Let every small thing you do be as careful and good as it can be. The virtuous person should live so well that they leave breadcrumbs of virtue everywhere
2. On Earth We’re Briefly Gorgeous by Ocean Veong
Heartbreaking. Each sentence is essentially poetry.
3. Looking for Alice
4. Henry Shukman on Deconstructing Yourself Podcast and his book ‘Original Love’
5. The Mainstreaming of Loserdom
I am terrified of becoming a consumption addict. It seems that more and more people in their 20’s are just living life through a screen. I’m not demonising technology, I think it’s the way you use it.
You can create, explore, read, synthesise. Or you can mindlessly consume, and forget/not apply anything you consume.
Consume good art, sure. But it seems the way out of becoming a pure content consumption zombie, is to actually create it. Or alternatively, opt out entirely and don’t consume hyper stimulating content.

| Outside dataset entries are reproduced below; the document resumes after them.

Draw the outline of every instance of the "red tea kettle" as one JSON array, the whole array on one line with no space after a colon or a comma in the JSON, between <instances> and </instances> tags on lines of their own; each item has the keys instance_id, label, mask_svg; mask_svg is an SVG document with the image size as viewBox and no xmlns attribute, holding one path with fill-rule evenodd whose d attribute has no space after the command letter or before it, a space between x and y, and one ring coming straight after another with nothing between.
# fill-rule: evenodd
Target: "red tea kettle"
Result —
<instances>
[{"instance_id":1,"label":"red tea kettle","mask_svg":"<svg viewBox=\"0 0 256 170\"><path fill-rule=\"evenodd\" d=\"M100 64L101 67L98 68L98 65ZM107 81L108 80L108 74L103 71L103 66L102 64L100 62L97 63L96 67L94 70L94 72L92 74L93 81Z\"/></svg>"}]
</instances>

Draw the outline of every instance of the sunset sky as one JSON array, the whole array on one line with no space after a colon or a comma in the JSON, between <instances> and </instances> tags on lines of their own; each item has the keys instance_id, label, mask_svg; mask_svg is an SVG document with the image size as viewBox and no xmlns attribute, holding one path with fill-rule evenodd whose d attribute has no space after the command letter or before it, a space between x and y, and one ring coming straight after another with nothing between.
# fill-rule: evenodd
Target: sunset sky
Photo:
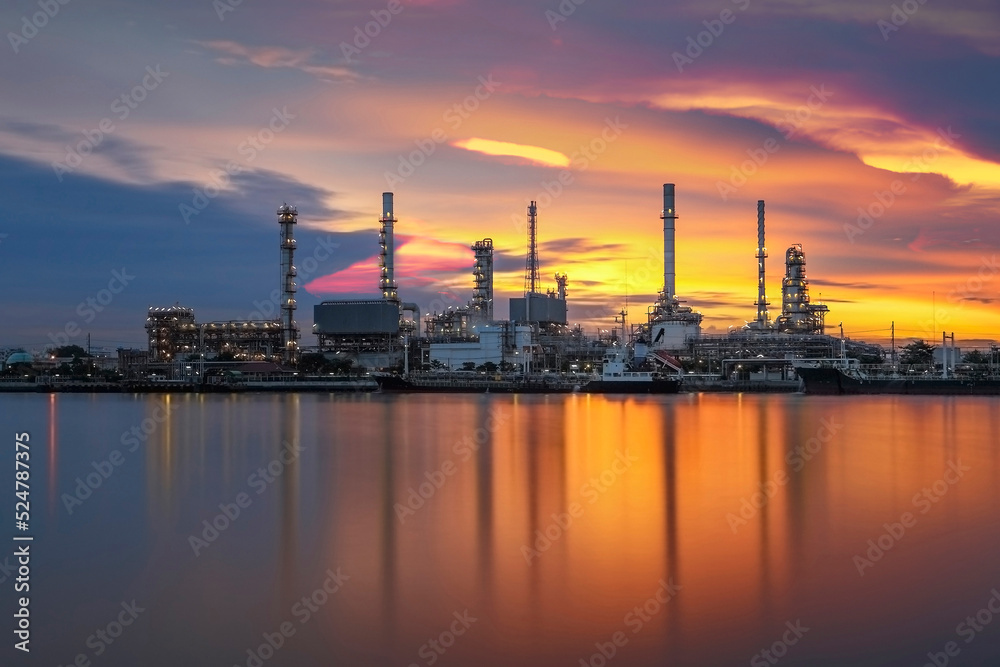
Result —
<instances>
[{"instance_id":1,"label":"sunset sky","mask_svg":"<svg viewBox=\"0 0 1000 667\"><path fill-rule=\"evenodd\" d=\"M149 305L260 312L286 201L308 331L320 300L377 292L390 190L425 313L469 300L490 237L506 315L534 199L571 321L609 324L626 292L637 321L668 182L708 331L754 317L764 199L773 315L801 243L833 329L1000 339L995 2L50 1L0 10L0 348L71 322L142 344Z\"/></svg>"}]
</instances>

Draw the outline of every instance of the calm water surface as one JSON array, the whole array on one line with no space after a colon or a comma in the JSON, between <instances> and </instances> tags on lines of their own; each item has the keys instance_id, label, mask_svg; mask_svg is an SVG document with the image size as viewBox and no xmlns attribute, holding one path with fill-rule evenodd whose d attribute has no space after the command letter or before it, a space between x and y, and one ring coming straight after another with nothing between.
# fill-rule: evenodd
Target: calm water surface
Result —
<instances>
[{"instance_id":1,"label":"calm water surface","mask_svg":"<svg viewBox=\"0 0 1000 667\"><path fill-rule=\"evenodd\" d=\"M0 426L35 535L2 664L1000 664L995 398L3 395Z\"/></svg>"}]
</instances>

6. Equanimity and sensitivity
The concept of equanimity (how comfortable you remain in difficult circumstances) and sensitivity (the depth of your experience)
You can be
- Low equanimity, low sensitivity (zombie/drugged out/addicted)
- Low equanimity, high sensitivity (‘soft’ - feelings control you)
- High equanimity, low sensitivity (military)
- High equanimity, high sensitivity - the sage, the buddha, the wise man.
How to be this?
- Feel deeply, let the emotions arise. Don’t ignore them or distract yourself (succumbing to the zombie state)
- Observe the feelings and realise that they are ephemeral, transient. They don’t run the show. This process is akin to pulling the mask of the scary scoobie doo villain, and realising its just some guy who works at the supermarket down the road
Both sensitivity and equanimity matter
Sensitivity - because to feel deeply is to be connected. To be connected to not yourself, but by extension the world and others.
Equanimity - to be comfortable in the face of difficulty. Without equanimity, the depth of experience can overwhelm you. Good and bad fling you about from one end to another. Equanimity to sitting with the good and bad, and realising that they are two sides of the same coin.